If my squeeze was the scary decision to move to this big, expensive-ass city where I don’t have my whole family and support system, I wanted my juice to eventually be an intentional and joyful life that continued to bring me elements of ease (hello, going to the farm on the weekends).
If my squeeze was pushing myself to socialize more and in spaces I wanted to be a part of, I wanted my juice to be new friendships that I felt I could be myself in!
I continue, everyday, to get a feel for where I am willing to put in more squeeze to get the juice I want, and where I am willing to put in less (I realize I actually never want to do a workout that makes me want to throw up again).
Talking to Nicole recently reminded me that putting ourselves out there in unfamiliar situations or with new people can be scary and take effort, but more often than not, feels so rewarding after.
This is true, and is how I’ve kept momentum as I’ve been trying to build my new community in a new place, which though at times has felt challenging, is one of my biggest personal goals that is slowly coming to fruition.

The life I want to keep building will likely always take energy, effort and require me to do scary things. I’ve learned this year that balancing my energy with effort where I see worth, while taking breaks, can actually and often be more rewarding than exhausting.
Reward
So as this year comes to an end, I’m starting to see these new seeds I’ve planted in my new city start to grow, and the rewards from my efforts slowly becoming realities. I have places I frequent, people I’m excited to go back to in the new year, and an apartment that is starting to feel more like home.
This transitional year of big squeezes has tested me, but I have faith it’s going to be worth it. No, it will not be easy, nor perfect, yet it’s what I really do love and feel is right for me right now. I’m once again feeling energized about continuing to build my life in New York—a life I chose because I wanted to feel invigorated, challenged, and excited.
Returning to LA for the holidays has also reminded me of the juice from many past squeezes I don’t always take the time to recognize. A lot of what I’ve felt moving to New York—loneliness, hope, the challenge of starting fresh—I realize I also felt when I first moved to LA after college.

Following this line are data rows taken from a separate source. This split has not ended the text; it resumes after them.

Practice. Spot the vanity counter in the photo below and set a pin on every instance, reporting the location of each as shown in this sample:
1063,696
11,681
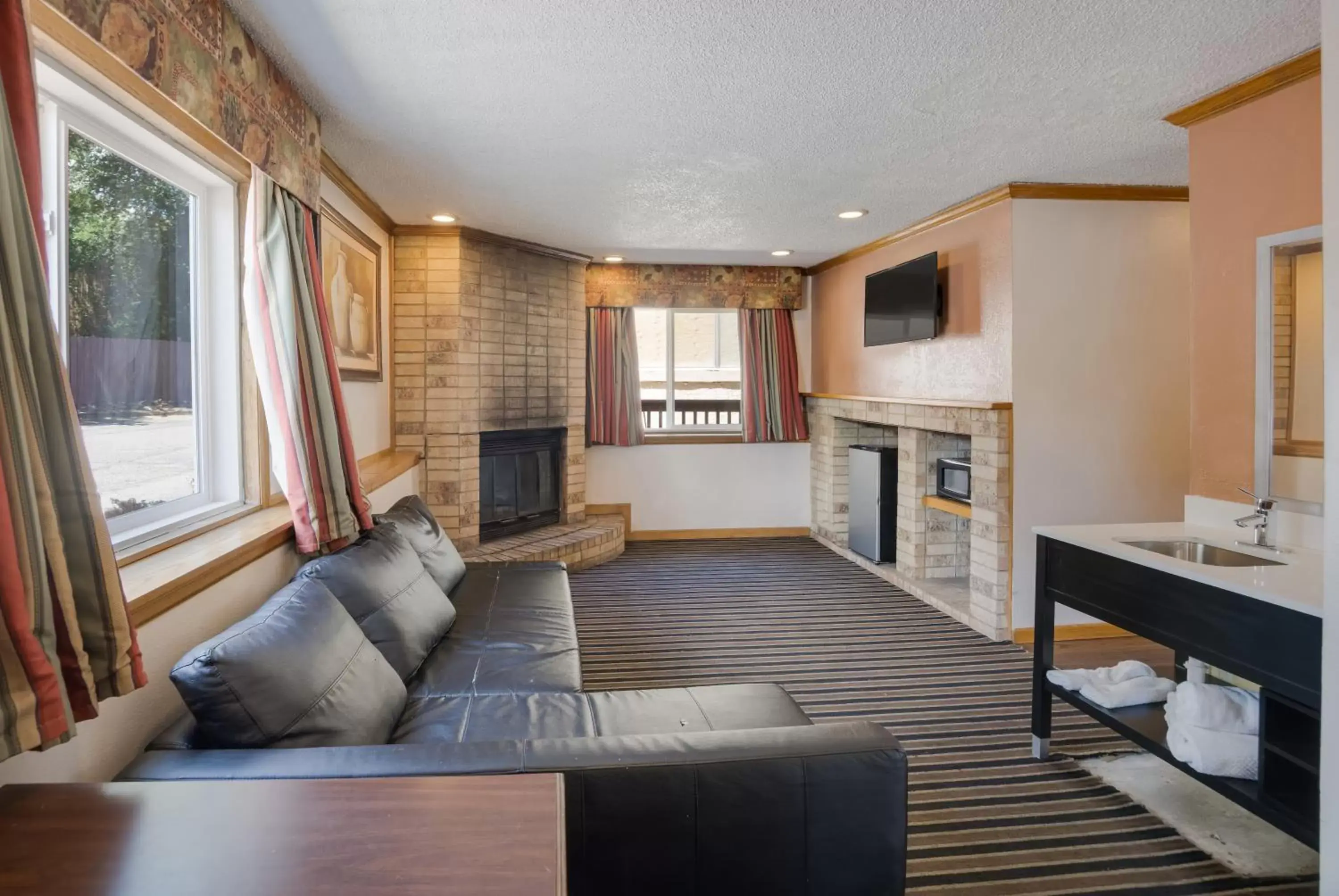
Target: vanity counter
1295,586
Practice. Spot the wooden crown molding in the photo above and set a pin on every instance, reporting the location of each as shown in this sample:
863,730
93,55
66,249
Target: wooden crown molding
1101,192
1014,191
484,236
951,213
331,169
1244,91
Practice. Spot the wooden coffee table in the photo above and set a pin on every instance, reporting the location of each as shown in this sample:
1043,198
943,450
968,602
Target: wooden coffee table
497,835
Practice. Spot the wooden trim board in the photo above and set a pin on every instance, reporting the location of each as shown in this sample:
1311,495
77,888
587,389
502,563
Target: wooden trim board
1250,90
935,402
164,581
1100,192
1014,191
484,236
610,510
683,535
694,438
948,506
331,169
1077,633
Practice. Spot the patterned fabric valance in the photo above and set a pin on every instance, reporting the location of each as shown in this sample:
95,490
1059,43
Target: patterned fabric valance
694,286
197,54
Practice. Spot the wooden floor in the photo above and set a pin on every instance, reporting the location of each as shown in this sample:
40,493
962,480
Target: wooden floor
1109,651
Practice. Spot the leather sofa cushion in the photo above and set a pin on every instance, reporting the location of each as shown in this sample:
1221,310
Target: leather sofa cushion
412,519
535,717
296,673
390,595
515,633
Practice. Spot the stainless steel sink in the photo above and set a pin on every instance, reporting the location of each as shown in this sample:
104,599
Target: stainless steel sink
1196,551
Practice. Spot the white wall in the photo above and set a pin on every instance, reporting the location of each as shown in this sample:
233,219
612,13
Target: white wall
106,745
703,487
1101,370
1330,678
367,405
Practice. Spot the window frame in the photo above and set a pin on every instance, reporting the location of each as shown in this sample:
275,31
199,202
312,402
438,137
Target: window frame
69,104
671,427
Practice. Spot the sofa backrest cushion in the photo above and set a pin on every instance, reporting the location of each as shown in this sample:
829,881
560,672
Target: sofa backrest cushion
296,673
390,595
412,519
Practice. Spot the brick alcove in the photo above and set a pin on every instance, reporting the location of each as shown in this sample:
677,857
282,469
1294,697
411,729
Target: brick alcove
958,566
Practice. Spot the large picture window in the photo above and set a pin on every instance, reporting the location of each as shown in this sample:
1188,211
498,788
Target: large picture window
690,369
141,247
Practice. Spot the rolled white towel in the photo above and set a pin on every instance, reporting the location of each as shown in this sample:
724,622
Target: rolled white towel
1222,753
1216,708
1074,680
1133,692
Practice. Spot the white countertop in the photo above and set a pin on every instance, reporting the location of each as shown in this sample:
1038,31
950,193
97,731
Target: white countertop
1297,585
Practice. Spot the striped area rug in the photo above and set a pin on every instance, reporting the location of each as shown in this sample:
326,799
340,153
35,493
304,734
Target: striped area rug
985,817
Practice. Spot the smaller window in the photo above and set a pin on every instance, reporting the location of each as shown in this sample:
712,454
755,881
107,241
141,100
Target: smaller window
690,369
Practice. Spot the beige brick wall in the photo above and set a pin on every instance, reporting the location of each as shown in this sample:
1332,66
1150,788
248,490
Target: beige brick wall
930,544
488,336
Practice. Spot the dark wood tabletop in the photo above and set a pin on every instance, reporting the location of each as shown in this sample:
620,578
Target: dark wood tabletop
496,835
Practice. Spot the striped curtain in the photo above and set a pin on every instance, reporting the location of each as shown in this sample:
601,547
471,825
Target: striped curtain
614,379
290,330
772,407
66,641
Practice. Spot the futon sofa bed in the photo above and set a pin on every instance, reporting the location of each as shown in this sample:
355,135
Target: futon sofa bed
390,658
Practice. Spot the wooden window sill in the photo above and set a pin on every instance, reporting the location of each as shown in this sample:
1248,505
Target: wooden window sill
158,582
694,438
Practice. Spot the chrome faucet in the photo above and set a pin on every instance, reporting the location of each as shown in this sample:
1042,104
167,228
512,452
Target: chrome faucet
1260,519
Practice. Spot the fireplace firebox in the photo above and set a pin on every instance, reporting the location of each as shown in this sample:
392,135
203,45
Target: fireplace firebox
520,480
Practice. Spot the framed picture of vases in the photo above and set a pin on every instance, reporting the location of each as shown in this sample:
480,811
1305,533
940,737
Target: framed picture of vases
351,267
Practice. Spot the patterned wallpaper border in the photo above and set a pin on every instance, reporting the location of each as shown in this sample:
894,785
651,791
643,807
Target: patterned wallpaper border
201,58
694,286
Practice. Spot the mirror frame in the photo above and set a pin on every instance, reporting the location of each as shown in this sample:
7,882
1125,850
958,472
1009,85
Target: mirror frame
1264,363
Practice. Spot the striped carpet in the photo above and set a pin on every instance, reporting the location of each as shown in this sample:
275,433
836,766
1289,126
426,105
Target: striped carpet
985,817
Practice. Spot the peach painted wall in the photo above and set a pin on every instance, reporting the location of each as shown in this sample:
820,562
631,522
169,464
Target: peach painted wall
1254,172
970,361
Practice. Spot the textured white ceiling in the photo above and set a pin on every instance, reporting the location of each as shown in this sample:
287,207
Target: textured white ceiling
718,130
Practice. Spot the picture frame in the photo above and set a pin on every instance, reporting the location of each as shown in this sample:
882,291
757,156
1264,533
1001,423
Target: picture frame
351,274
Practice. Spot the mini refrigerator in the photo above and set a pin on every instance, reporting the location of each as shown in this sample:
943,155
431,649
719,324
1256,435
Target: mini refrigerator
873,503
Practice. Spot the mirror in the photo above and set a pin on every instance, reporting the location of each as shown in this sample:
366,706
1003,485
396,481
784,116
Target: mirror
1290,374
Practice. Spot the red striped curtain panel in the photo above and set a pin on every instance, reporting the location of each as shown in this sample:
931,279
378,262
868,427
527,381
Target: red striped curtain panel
772,406
288,324
614,379
66,641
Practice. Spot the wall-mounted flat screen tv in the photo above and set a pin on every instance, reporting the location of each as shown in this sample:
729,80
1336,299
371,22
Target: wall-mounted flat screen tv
903,304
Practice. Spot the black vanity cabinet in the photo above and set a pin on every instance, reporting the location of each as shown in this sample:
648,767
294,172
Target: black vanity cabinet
1274,646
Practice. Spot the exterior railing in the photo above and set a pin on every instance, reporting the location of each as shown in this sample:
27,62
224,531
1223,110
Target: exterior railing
718,411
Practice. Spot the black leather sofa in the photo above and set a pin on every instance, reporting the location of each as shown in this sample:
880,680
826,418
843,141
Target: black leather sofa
389,658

I was laughing in the car with Olivia this week, who is a friend I made after we both moved to Los Angeles in 2021, and I was reminded that she too was once a new person in my life that I was nervous to go and meet for a coffee when I was trying to build out my community here. Through many more coffees, walks, and shared moments, she’s become a person I simply cannot imagine my life without. I call her in New York when I miss home.
The sweetness of that moment, among others I’ve felt being home this month, reminds me that while the squeeze of starting over can feel overwhelming, the juice it brings often reveals itself in time, or in unexpected ways. I am filled with gratitude thinking about this.
As we enter 2025, I am looking forward to what’s to come. As I get older, I feel that I’m getting better at discerning where to put my energy (thank GOD). I want to get more involved in sustainability, cook more for people I love, go to see my grandparents in Turkey, keep doing things I’m scared of, and generally spend more time with my family.
Maybe it’s the product of nostalgia that comes with reminiscing over what’s past, but I can’t wait to see the joy that will come from building new relationships, deepening the ones I already have, and finding more moments of ease and joy in the city I now call home.
I’m stepping into this year ready to squeeze, with intention of course, and knowing that the juice that will follow is usually worth the wait, and that there is so much more and love to be for us all.
That’s all. Thank you for reading. Happy 2025!